27 Ocak 2014 Pazartesi

Sinek Isırıklarının Müellifi

Barış Bıçakçı'nın okuduğum ikinci kitabı. Kitap Okumak İster Misin'in sitesinde görür görmez hemen istediğim ve geri gönderirken tarifsiz acılar içinde pişmanlıkla kıvrandığım "ama olsun kendime alır bir daha okur, bir daha tüm satırların altını çizerim." dediğim muhteşem bir kitap. Evet neredeyse tüm satırların altını çizdim. Barış Bıçakçı bana kalırsa yazarlara bile yazarlık öğretebilecek, yazmayı seven her okur için cenneti vaad edebilecek bir usta.
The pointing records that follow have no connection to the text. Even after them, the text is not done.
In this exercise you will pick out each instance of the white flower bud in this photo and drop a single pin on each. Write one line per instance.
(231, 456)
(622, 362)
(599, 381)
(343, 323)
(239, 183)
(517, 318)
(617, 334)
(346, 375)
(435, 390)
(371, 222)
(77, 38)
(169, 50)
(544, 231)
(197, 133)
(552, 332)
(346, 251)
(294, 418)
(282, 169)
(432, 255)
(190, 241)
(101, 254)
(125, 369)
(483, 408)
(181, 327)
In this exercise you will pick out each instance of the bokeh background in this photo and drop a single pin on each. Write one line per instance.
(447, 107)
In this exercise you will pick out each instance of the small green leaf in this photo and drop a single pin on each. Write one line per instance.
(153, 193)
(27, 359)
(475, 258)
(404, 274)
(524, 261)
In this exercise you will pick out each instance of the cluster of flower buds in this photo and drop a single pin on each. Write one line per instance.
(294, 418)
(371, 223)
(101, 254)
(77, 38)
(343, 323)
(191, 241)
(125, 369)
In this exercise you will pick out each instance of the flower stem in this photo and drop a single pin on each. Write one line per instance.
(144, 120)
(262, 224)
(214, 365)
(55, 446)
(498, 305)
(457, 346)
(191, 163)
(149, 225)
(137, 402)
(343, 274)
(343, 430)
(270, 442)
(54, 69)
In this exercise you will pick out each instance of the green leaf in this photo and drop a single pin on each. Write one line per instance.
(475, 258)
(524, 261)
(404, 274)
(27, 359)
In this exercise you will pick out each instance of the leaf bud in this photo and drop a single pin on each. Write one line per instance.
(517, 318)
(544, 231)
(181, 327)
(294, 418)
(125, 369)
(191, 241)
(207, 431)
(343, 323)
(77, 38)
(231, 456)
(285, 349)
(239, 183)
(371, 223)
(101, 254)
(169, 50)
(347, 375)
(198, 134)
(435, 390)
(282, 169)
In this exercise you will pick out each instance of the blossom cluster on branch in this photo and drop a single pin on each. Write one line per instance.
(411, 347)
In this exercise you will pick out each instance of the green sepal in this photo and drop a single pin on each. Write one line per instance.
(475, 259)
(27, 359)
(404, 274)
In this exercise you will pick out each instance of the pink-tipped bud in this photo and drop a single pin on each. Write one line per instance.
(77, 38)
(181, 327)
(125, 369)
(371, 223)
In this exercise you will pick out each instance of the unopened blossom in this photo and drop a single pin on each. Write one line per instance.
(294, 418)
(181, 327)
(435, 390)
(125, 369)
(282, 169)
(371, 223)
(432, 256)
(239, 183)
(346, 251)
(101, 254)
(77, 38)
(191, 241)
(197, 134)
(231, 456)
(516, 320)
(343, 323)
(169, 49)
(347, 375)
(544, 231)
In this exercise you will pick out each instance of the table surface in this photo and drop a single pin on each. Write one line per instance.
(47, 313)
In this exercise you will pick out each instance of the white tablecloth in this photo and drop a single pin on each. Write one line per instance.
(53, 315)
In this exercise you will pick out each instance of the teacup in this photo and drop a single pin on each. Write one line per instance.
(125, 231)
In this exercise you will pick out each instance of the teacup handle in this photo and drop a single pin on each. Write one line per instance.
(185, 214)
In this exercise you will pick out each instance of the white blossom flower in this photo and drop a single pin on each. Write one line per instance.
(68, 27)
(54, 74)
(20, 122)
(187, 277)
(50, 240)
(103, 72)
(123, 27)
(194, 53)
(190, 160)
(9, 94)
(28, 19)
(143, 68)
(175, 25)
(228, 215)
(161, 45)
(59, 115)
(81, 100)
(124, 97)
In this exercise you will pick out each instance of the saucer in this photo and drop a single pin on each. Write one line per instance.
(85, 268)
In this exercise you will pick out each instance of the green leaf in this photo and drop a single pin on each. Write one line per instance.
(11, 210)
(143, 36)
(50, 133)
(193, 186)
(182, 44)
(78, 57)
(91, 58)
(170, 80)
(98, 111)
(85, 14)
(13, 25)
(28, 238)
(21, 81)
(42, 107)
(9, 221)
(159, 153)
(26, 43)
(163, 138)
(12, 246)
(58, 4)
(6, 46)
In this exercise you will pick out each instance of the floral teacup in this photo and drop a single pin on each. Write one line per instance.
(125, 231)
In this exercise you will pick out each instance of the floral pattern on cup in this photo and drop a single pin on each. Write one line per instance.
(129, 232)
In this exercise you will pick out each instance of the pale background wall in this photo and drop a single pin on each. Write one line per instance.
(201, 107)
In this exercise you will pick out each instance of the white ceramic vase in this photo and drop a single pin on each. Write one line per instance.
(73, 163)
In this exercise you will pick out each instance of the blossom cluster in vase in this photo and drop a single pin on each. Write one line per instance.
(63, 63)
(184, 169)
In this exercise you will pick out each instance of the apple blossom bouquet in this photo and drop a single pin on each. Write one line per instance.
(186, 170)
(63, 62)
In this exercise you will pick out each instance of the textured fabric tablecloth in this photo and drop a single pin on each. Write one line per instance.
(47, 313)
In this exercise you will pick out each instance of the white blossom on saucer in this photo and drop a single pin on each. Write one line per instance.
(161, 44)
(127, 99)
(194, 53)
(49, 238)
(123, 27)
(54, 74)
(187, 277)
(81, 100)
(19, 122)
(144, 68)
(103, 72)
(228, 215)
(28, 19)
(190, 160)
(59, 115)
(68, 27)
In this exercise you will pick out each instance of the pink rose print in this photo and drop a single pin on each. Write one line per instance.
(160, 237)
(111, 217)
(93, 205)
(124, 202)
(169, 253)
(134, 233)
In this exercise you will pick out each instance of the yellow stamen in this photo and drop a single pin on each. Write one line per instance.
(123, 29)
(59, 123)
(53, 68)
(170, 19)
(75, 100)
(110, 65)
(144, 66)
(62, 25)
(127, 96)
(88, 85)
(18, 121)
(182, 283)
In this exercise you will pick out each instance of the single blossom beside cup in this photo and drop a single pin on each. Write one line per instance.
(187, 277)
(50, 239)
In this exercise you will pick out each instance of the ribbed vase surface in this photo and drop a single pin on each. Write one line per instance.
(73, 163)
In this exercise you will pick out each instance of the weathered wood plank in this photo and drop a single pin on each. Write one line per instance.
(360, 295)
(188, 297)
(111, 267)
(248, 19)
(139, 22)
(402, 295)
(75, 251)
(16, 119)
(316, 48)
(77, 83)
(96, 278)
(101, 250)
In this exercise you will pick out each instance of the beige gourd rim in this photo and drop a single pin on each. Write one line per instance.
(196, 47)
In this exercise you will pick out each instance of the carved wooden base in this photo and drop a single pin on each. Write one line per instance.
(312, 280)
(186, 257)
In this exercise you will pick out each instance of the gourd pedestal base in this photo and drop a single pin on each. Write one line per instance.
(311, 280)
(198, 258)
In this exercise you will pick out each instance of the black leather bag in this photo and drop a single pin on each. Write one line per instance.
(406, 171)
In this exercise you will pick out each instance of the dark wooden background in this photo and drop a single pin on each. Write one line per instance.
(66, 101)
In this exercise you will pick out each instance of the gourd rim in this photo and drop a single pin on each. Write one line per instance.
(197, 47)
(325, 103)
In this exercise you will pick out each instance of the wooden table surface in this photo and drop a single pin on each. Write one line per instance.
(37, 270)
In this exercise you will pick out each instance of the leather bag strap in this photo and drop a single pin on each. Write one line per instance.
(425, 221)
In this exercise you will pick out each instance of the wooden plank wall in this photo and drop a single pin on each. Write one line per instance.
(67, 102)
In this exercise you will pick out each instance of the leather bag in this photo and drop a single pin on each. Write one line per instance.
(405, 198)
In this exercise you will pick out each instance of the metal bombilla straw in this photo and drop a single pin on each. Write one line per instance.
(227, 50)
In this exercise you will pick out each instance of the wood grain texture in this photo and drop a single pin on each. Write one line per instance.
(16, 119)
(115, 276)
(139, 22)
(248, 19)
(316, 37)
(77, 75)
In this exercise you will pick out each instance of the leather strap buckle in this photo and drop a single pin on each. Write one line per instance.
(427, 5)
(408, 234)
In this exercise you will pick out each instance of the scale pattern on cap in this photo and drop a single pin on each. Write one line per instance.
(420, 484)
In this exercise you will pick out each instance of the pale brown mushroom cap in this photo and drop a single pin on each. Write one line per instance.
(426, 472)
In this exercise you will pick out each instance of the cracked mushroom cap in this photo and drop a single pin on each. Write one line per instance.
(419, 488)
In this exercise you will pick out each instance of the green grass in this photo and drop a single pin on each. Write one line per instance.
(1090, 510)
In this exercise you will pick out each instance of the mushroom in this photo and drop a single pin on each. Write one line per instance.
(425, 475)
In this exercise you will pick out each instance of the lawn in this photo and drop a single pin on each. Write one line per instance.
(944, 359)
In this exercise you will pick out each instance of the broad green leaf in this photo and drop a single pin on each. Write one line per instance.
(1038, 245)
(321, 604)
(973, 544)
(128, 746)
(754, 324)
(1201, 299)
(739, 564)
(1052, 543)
Ankara'da Ankara'yı severek yaşayan bir İstanbullu olarak bu açıklanamayan sevgime ortak bulmak da benim için cabası.  Yazar Ankara'nın yollarından, şehrin dışında yükselen toplu konutlarından, bildiğim semtlerinden bahsederken kendimi daha da kitabın içinde hissediyorum. Lütfen mümkünse Barış Bıçakçı hep Ankaralı kalsın ve hep Ankara'yı anlatsın. Çünkü onda da tıpkı Ankara'da olduğu gibi bas bas bağırılmasına gerek duyulmayan bir estetik anlayışı, destekçiye ihtiyacı olmayan bir beğeni duygusu var. Neyse o işte.
Sinek Isırıklarının Müellifi bana kendimi bir film karesinin içinde -renk tonu biraz grimsi olan bir film- dünyanın en huzurlu yerinde, dünyanın en huzursuz kafasını taşıyan bir başrol oyuncusu gibi hissettirdi. Huzursuzluğundan garip bir zevk alan, her an bir arayış içinde, şarkılardan cümlelerden bir an görünüp kaybolan bakışlardan bile medet uman bir karakter oldum kitabın içinde. Aradığımı fazlasıyla buldum. İstemediğim kadar çok vuruldum cümlelere. Adı konulmamış gerçekleri Bıçakçı, balyozuyla kafama indirdi. Beni mest etti.